The researchers examined the vulnerability of the natural and built environment of the District of
Lunenburg coastal zone to future sea level rise and storm surge flooding and identified the
consequences of inundation and flooding for physical infrastructure and valued social assets, the
implications for vulnerable populations, and the capacity of the municipal government to address
the anticipated impacts and plan proactively to avoid the negative consequences of future
impacts. The results of the work are: a substantial data base that demonstrates physical
infrastructure and valued social assets at risk in the years 2025 and 2100; an understanding of
how the public and community decision-makers value assets the same, or differently, with
implications for decisions around adaptation measures and priorities in the future; identification
of the distribution of vulnerable populations in the community and the relationship between this
distribution and that of sea level rise inundation and storm surge flooding; and an assessment of
the existing capacity of the Municipality to adapt to climate change through planning policy and
legislation, planning practice, and intra- and inter-governmental and other linkages.

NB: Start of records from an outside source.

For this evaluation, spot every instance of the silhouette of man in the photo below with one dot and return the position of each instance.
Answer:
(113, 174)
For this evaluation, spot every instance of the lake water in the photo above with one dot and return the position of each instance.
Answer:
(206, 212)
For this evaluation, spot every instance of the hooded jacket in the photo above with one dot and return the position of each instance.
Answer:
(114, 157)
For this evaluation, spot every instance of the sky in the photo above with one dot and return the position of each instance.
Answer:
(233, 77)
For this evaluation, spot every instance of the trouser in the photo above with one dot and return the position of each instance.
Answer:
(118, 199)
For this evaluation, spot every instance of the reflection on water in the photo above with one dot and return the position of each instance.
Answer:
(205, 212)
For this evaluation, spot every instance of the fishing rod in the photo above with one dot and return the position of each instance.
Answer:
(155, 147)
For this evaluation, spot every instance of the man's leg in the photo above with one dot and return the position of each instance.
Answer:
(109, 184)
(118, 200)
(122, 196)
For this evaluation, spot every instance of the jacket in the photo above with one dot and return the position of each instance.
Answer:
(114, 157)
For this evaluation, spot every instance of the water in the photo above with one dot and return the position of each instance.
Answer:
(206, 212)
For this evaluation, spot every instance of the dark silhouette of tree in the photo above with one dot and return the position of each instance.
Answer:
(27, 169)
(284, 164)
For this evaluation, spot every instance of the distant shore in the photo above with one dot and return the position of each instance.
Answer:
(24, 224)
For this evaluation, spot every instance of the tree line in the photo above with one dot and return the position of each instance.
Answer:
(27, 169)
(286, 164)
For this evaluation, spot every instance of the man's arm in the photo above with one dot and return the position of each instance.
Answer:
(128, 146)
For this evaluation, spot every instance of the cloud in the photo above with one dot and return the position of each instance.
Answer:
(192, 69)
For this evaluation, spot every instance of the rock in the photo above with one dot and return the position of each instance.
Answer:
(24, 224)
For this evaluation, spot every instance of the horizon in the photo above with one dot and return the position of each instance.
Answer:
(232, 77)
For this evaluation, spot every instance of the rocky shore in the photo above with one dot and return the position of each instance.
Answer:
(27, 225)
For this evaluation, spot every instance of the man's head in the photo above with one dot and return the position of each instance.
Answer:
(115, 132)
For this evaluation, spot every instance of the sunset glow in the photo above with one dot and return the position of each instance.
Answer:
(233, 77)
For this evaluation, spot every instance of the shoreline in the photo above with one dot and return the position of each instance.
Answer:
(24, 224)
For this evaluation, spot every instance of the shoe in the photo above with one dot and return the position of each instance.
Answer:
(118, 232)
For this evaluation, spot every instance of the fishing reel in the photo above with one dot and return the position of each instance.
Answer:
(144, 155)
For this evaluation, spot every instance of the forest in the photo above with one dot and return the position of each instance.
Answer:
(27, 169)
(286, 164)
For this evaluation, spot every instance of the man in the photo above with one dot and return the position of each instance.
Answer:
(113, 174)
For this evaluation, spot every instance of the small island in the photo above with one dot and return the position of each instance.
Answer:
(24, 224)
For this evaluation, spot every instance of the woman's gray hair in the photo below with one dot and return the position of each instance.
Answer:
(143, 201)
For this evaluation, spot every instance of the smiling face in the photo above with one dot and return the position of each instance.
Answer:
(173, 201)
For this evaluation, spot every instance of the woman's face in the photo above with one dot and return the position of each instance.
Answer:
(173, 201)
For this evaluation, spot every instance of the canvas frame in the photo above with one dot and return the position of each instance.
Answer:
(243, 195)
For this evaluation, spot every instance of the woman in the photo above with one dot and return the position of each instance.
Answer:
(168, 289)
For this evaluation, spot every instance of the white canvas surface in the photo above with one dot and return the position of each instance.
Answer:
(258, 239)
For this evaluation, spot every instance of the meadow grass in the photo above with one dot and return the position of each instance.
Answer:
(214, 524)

The information and findings of the studies are immediately useful to the Municipality as it
develops its Municipal Climate Change Action Plan and builds adaptive capacity through land
use and development policies and practices, prioritizes actions to address infrastructure and
assets at risk, or supports populations who are vulnerable to the impacts of climate change. The
studies also serve as an example for other municipalities of the information needs and methods
to identify hazards, risks and vulnerabilities, particularly as they relate to coastal climate change
impacts. Other adaptation researchers and practitioners may wish to test the methods employed
in these projects. Overall, the findings of the projects contribute to the growing body of
information and knowledge about climate change impacts in coastal communities, including the
significance of the impacts for natural and built environment assets, the potential implications for
vulnerable populations, and the capacity of local government to protect its citizens and valued
assets and manage future land use and development in anticipation of a retreating coastline and
more extensive coastal flooding.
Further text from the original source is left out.